Captain Harland, a couple of years later, went out of the service

with discredit, passed through the bankruptcy court, and turned

showman. His line was thought-reading; he enlisted the services of

his daughter, taught her the tricks of his trade, and became "The

Great Fortinbras" of the music-halls. Captain Harland would move

amongst the audience, asking the spectators in a whisper to think

of a number or of an article in their pockets, after the usual

fashion, while the child, in her short frock, with her long fair

hair tied back with a ribbon, would stand blind-folded upon the

platform and reel off the answers with astonishing rapidity. She

was singularly quick, singularly receptive.

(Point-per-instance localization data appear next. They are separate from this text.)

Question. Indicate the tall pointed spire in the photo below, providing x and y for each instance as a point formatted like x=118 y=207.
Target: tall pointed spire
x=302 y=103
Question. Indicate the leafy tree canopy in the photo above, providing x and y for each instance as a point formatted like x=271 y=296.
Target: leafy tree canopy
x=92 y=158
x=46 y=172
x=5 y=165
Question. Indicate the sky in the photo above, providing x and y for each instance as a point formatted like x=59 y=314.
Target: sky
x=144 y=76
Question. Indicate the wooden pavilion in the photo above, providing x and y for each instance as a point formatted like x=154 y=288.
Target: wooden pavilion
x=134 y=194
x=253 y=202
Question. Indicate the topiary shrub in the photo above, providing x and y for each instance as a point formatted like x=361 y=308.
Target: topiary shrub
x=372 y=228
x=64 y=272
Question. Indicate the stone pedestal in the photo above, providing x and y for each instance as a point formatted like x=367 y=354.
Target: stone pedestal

The undoubted cleverness of the performance, and the beauty of the

child, brought to them a temporary prosperity. The Great

Fortinbras rose from the music-halls to the assembly rooms of

provincial towns. The performance became genteel, and ladies

flocked to the matinees.

The Great Fortinbras dropped his pseudonym and became once more

Captain Harland.

As Celia grew up, he tried a yet higher flight--he became a

spiritualist, with Celia for his medium. The thought-reading

entertainments became thrilling seances, and the beautiful child,

now grown into a beautiful girl of seventeen, created a greater

sensation as a medium in a trance than she had done as a lightning

thought-reader.

"I saw no harm in it," Celia explained to M. Fleuriot, without any

attempt at extenuation. "I never understood that we might be doing

any hurt to any one. People were interested. They were to find us

out if they could, and they tried to and they couldn't. I looked

upon it quite simply in that way. It was just my profession. I

accepted it without any question. I was not troubled about it

until I came to Aix."

A startling exposure, however, at Cambridge discredited the craze

for spiritualism, and Captain Harland's fortunes declined. He

crossed with his daughter to France and made a disastrous tour in

that country, wasted the last of his resources in the Casino at

Dieppe, and died in that town, leaving Celia just enough money to

bury him and to pay her third-class fare to Paris.